Across all respondents, 65 percent have said Biden is not focusing enough on inflation compared to just 28 percent who are satisfied with the attention he’s giving the issue. A measly 7 percent said he’s paying ‘too much’ attention to it.
His numbers on the general economy are similar, with 58 percent of people surveyed complaining Biden’s not focusing enough on it while 35 percent claiming he’s focused on the economy ‘the right amount.’
The Labor Department said Wednesday that the consumer price index rose 0.5 percent last month after surging 0.8 percent in November.
Biden apparently tried to highlight that slowing rate of growth as an achievement.
The increase pushed annual inflation to 7 percent in December, which is the highest level since June 1982, and up from November’s 6.8 percent annual rate.
In a statement, Biden called inflation ‘a global challenge’ and claimed the latest numbers were good news, showing the monthly rate of price increases slowed in December from the prior month.
Annual inflation hit 7% in December, the highest 12-month increase since June 1982
‘Today’s report—which shows a meaningful reduction in headline inflation over last month, with gas prices and food prices falling—demonstrates that we are making progress in slowing the rate of price increases,’ said Biden.
Nationwide, gas prices did drop 2.2 percent in December from the prior month, but remained 50 percent higher than a year ago. Food prices were up 0.5 percent on the month and 6.3 percent higher than a year ago, making it unclear what falling food prices Biden was referring to.
‘At the same time, this report underscores that we still have more work to do, with price increases still too high and squeezing family budgets,’ Biden admitted.
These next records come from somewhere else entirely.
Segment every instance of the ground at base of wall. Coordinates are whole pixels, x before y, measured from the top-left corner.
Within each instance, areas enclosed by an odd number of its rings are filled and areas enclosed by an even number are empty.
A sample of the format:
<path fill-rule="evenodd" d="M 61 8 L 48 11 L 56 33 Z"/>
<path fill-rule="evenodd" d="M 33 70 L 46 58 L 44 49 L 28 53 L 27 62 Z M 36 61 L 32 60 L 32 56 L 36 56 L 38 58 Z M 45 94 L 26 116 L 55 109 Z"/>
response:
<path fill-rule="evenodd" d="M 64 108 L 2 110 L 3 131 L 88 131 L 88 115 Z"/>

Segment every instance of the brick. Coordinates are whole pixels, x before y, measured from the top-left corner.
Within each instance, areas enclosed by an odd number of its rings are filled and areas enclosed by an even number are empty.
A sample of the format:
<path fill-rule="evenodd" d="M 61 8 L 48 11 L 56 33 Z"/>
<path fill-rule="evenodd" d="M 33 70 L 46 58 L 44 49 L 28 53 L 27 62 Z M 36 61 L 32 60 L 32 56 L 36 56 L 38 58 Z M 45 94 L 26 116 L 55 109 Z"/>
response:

A labor shortage is boosting wages, sending costs higher for businesses, and chaos in the supply chain is showing little sign of easing as Omicron sidelines workers by the millions, suggesting that high inflation could persist well into 2022.
Sunday’s survey highlights Americans’ dissatisfaction with the state of the country. When compared to other presidents after their first years, Biden scores lower than nearly all of his predecessors up through Ronald Reagan.
Only Donald Trump’s 37 percent approval rating after his first year is lower.